I managed to start a container via passthrough, however I get the following error when trying to boot one with SR-IOV:

"docker: Error response from daemon: failed to create endpoint kind_heisenberg on network mynet-sriov: NetworkDriver.CreateEndpoint: All devices in use [ f53229e321b1a7fdce364b6e8b7c749f34000b40075cd13839dc7d6eb98326ab ].."

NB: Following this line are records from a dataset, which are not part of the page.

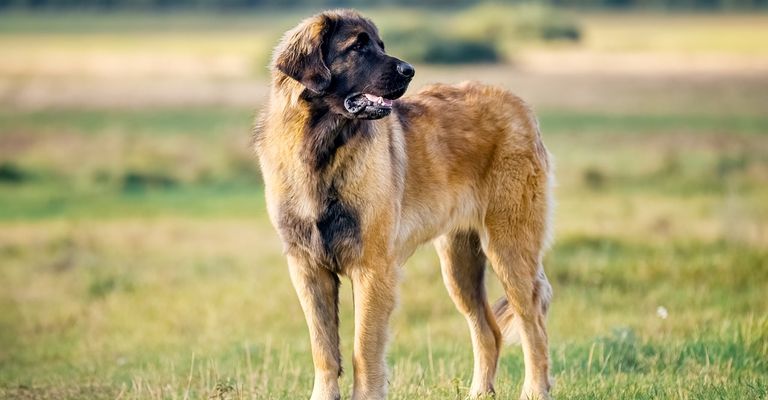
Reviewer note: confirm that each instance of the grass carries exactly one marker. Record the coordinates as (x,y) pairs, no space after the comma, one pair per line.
(137,260)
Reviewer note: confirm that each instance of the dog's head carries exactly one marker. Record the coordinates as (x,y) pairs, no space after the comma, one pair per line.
(340,60)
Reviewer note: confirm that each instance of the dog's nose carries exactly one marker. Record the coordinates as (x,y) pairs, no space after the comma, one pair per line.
(406,70)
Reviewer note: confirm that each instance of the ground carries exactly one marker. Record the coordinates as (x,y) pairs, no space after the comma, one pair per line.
(136,259)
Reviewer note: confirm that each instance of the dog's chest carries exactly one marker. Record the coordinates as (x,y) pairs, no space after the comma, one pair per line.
(330,239)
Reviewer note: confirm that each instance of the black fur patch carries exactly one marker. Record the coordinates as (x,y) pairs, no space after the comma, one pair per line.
(331,241)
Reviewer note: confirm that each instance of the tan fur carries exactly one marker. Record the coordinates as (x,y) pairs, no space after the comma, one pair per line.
(463,166)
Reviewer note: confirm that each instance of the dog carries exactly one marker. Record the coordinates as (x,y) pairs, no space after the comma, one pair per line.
(357,176)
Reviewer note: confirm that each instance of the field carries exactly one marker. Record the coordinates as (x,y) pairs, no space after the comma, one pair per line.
(136,259)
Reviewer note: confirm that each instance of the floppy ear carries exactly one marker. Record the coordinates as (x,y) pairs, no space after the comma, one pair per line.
(300,54)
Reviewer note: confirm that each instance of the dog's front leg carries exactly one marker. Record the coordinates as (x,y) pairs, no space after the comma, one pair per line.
(374,288)
(318,291)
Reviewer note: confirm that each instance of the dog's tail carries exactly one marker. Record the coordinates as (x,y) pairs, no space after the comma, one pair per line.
(508,323)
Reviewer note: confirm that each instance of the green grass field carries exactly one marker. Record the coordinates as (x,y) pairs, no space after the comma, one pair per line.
(137,261)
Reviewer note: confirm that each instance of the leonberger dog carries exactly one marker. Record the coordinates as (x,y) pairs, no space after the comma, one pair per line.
(357,177)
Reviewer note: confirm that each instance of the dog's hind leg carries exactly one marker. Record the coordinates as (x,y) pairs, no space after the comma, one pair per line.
(463,266)
(517,262)
(318,291)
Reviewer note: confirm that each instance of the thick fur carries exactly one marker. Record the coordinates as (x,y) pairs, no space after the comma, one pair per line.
(463,166)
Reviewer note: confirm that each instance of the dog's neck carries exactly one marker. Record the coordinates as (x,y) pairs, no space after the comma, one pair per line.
(326,133)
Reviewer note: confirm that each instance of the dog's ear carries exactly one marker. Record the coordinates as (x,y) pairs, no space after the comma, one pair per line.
(300,53)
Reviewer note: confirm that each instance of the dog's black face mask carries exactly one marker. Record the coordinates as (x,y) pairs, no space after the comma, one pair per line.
(344,66)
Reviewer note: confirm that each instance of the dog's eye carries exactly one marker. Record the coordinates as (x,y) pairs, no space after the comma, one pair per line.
(362,41)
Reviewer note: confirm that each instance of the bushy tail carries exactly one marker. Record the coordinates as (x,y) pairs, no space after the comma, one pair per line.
(508,323)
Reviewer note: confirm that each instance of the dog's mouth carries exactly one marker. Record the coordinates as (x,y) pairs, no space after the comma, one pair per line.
(371,106)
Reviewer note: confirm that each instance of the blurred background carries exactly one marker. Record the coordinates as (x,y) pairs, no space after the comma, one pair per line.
(136,259)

Any help to overcome this would be appreciated. I tried to understand the problem and according to the code it seems to be related to the MAC Address assignment. Below the log of the plugin:

time="2018-03-08T16:57:16Z" level=debug msg="CreateNetwork IPv4Data len : [ 1 ]\n"
time="2018-03-08T16:57:16Z" level=debug msg="parseNetworkGenericOptions map[mode:sriov netdevice:enp4s0]"
max_vfs = 4
cur_vfs = 0
max_vfs = 4
time="2018-03-08T16:57:25Z" level=debug msg="DiscoverVF vfDev list length : [4]"
time="2018-03-08T16:57:25Z" level=debug msg="SRIOV CreateNetwork : [f53229e321b1a7fdce364b6e8b7c749f34000b40075cd13839dc7d6eb98326ab] IPv4Data : [ &{AddressSpace:LocalDefault Pool:194.168.1.0/24 Gateway:194.168.1.1/24 AuxAddresses:map[]} ]\n"
time="2018-03-08T16:57:38Z" level=debug msg="CreateEndpoint Called: [ &{NetworkID:f53229e321b1a7fdce364b6e8b7c749f34000b40075cd13839dc7d6eb98326ab EndpointID:ebb3c7d220ade467b8174e70ebe39232faecb98ce0bee7369e48851896173d5c Interface:0xc4201b20c0 Options:map[com.docker.network.endpoint.exposedports:[] com.docker.network.portmap:[]]} ]"
time="2018-03-08T16:57:38Z" level=debug msg="r.Interface: [ &{Address:194.168.1.2/24 AddressIPv6: MacAddress:} ]"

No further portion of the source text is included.